Tips for Managers of Teleworkers

  1. Address your feelings about telework. Are you excited by a more mobile and flexible workforce or worried people will take advantage of you and your organization? It is OK to be wary of telework, especially if it is new or you’ve had a bad experience in the past. Use that wariness to make it better, ask hard questions and work out details. Everyone’s experience will be better for it.
  2. Evaluate outcomes, not methods. Don’t fall into the trap of judging whether an employee works the right way (usually the way same way you like to work) rather than what they accomplish. If you need to personally observe employees to have confidence in their performance, reconsider whether they should be on your team at all. Identify or establish ways to determine if a teleworker is making adequate progress on assignments without surprise visits to their cubicle (e.g., weekly update calls or emails). This frees both you and your staff from the limits of a single workplace and reduces distractions throughout your workdays.
  3. Use the right communication tools. Email, instant messenger, phone, video conferencing and occasional onsite visits are all ways to stay in touch with remote employees. Each of these methods varies in terms of how much they convey about tone and interactivity. The more sensitive or complex the topic of conversation, the more essential it is to use richer methods of communication. For example, email regular request for a standard report, but starting brand new product line should be discussed in person.
  4. Set expectations early for the entire team. Telework is about more than just being in a different place or using technology. It includes communication and cooperation throughout the team. Everyone who works together needs to feel comfortable with the communication technology and be kept apprised of each other’s schedules. Set expectations for how quickly people should respond to emails and whether teleworkers need to inform you when they are at their computers or are unavailable during the workday (e.g., at lunch or on a client call).
  5. Maintain contact. The most essential aspect of managing a teleworker is to stay in touch despite the distance. This includes calls when you need something in the moment, regular check-ins even when there is nothing pressing, and general social contact to build trust and collaborative relationships. If you are having a meeting where a teleworker can meet new people (leaders that might advance their career, other teleworkers or valued teammates), invite them to that event even if their physical presence isn’t necessary.

telework-cov-thin-border-170x220Tips for Teleworking Employees

  1. Optimize your workspace. If you are planning on working from a home office space, maintain clear boundaries between your work and home spaces — ideally a separate room from the rest of your home activities. If a separate space isn’t reasonable, look for ways to transition your space between work and personal time. Invest in furniture that will keep you comfortable throughout the work day.
  2. Develop contingency plans for short notice meetings. Ask how the office will get in touch with you for spontaneous meetings. If there is no plan, help create one and then test the technology outside of those meetings. Finding that the video feed is not working and the phone has bad reception in the middle of an emergency meeting will leave a bad taste in everyone’s mouth and reduce their investment in including you in these meetings.
  3. Prepare for performance reviews. Write down your work hours and tasks accomplished, either in a journal or through regular (usually weekly) emails with your manager and/or colleagues.
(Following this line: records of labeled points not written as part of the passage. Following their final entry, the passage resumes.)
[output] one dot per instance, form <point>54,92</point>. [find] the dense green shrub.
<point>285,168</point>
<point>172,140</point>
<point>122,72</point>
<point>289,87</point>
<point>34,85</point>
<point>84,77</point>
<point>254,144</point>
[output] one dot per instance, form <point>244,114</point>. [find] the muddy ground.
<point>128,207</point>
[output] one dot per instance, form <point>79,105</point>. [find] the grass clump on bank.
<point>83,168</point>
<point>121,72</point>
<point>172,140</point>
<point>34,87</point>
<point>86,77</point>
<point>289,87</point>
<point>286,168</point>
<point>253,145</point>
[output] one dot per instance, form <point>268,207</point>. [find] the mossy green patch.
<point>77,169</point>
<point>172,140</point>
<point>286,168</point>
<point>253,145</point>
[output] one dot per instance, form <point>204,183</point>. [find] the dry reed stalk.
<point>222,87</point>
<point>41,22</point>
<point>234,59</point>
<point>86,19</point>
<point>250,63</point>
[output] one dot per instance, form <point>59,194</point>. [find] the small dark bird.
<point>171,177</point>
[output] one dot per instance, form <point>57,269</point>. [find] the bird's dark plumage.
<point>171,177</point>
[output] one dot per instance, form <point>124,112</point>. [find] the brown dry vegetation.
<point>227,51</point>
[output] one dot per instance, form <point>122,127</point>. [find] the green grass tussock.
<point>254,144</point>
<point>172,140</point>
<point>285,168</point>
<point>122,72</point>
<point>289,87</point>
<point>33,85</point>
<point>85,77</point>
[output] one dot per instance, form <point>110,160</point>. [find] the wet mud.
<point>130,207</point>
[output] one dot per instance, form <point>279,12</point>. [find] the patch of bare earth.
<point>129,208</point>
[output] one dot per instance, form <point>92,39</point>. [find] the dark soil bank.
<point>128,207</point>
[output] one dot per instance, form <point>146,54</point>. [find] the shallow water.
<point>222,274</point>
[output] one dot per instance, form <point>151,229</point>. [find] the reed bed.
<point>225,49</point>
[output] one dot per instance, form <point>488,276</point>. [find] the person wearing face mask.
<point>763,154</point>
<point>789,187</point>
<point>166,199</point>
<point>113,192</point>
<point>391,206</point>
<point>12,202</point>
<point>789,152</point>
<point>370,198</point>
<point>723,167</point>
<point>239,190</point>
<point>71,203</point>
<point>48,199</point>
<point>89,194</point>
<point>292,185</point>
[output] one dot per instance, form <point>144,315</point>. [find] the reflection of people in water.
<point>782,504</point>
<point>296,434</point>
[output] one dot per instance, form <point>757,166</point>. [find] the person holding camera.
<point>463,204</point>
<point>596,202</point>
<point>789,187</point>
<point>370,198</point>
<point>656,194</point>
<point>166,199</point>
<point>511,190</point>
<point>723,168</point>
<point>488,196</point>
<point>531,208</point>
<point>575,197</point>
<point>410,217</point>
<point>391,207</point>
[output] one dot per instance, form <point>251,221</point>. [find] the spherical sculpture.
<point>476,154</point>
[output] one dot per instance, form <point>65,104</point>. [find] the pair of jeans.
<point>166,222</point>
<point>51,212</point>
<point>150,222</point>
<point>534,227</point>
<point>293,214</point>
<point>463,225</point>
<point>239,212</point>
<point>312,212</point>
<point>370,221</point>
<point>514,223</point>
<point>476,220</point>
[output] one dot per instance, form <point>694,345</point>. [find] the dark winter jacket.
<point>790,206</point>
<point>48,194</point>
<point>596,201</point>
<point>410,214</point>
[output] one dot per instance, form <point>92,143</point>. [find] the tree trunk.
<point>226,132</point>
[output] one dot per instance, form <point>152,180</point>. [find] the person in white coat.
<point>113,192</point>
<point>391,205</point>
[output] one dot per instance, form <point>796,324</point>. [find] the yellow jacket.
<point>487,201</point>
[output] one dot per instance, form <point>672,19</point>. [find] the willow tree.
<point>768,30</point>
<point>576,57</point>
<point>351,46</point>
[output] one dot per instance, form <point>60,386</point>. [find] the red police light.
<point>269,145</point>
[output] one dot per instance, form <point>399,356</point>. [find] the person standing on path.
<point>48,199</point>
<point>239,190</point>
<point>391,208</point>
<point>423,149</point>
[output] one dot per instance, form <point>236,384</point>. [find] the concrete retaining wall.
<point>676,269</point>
Being able to look back through emails that show the history of your telework situation can help others feel more connected to you and the work you are doing. It will also provide an easy reference for your performance when doing your annual review.
  4. Manage relationships with your family and friends. Before you start working from home, take a moment and review regular work and break times; emergencies when you want them to interrupt you; and non-verbal signals (like a closed door, a sign, background music, etc.) for when you are on and off duty. There will be fewer hard feelings if people understand your telework situation in advance.
  5. Manage relationships with colleagues and clients.  Your teammates are also affected by your telework schedule and how it interacts with their work flow and schedules. Encourage mutual feedback on how the team is working together by asking for feedback on your telework. How does it affect them? Can you get in touch with each other when you need to? If there are things you or your colleagues can do to help make telework more successful for everyone, discuss how you can make that a reality.